Unable to adapt to the move online as smaller, nimbler travel
companies thrive, Thomas Cook, the household name in international
travel, is close to financial collapse. And the collapse could leave up
to 150,000 British tourists stranded overseas.
The iconic British
travel giant Thomas Cook say they’ve failed to find any further private
investment to stave off collapse and now relies on an unlikely
government bailout. The group is blaming “Brexit uncertainty” as the
major problem with their current malaise.
The operator announced
they needed £200 million (US$250 million) – in addition to the
£900-million rescue deal secured last month – or else face
administration, which could potentially trigger Britain’s largest
repatriation since World War II – customers who are currently overseas.
A source close to the negotiations told AFP the company had failed to
find the £200 million from private investors and would collapse unless
the government intervened. Without another bailout by its Chinese major
shareholder Fosun, the brand’s financial options are few.
But
ministers are unlikely to step in due to worries about the pioneering
operator’s longer-term viability leaving it teetering on the brink of
collapse and stranding up to 150,000 British holidaymakers abroad.
“We
will know by tomorrow if agreement is reached,” the source told AFP.
The firm’s shareholders and creditors are scheduled to meet from 9 am
(0800 GMT) on Sunday morning, followed by a meeting of the board of
directors in the afternoon.
The Transport Salaried Staffs Association, which represents workers at the company, called on the government to rescue the firm.
“It is incumbent upon the government to act if required and save this
iconic cornerstone of the British high street and the thousands of jobs
that go with it,” said TSSA General Secretary, Manuel Cortes.
“The company must be rescued no matter what.”
Two
years ago, the collapse of Monarch Airlines prompted the British
government to take emergency action to return 110,000 stranded
passengers, costing taxpayers some £60 million on hiring planes.

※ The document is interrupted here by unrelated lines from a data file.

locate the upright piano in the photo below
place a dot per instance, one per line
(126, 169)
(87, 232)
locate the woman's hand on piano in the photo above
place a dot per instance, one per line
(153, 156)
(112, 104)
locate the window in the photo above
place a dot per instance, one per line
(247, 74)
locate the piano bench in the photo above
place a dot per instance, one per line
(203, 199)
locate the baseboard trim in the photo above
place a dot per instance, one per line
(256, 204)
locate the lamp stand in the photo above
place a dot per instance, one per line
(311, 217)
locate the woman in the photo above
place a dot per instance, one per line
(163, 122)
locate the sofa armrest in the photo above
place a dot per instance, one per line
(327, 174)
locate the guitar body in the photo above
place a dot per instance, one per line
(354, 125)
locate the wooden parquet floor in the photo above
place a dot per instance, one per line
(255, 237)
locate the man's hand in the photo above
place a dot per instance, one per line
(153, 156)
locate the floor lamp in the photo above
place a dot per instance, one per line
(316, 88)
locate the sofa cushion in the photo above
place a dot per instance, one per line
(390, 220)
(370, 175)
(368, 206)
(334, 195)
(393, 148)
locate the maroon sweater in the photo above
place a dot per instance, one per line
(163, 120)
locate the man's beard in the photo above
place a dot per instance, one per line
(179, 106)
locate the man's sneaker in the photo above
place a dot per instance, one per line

The government at the time described it as Britain’s “biggest-ever peacetime repatriation”.
Thousands
of workers could also lose their jobs, with the 178 year old company
employing about 22,000 staff worldwide, including 9,000 in Britain.
Chinese
peer Fosun, which was already the biggest shareholder in Thomas Cook,
agreed last month to inject £450 million into the business. In return,
the Hong Kong-listed conglomerate acquired a 75% stake in Thomas Cook’s
tour operating division and 25% of its airline unit.
Creditors and
banks agreed to inject another £450 million under the recapitalisation
plan announced in August, converting their debt in exchange for a 75%
stake in the airline and 25 percent of the tour operating unit.
Thomas
Cook in May revealed that first-half losses widened on a major
write-down, caused in part by Brexit uncertainty that delayed summer
holiday bookings. The group, which has around 600 stores across the UK,
has also come under pressure from fierce online competition.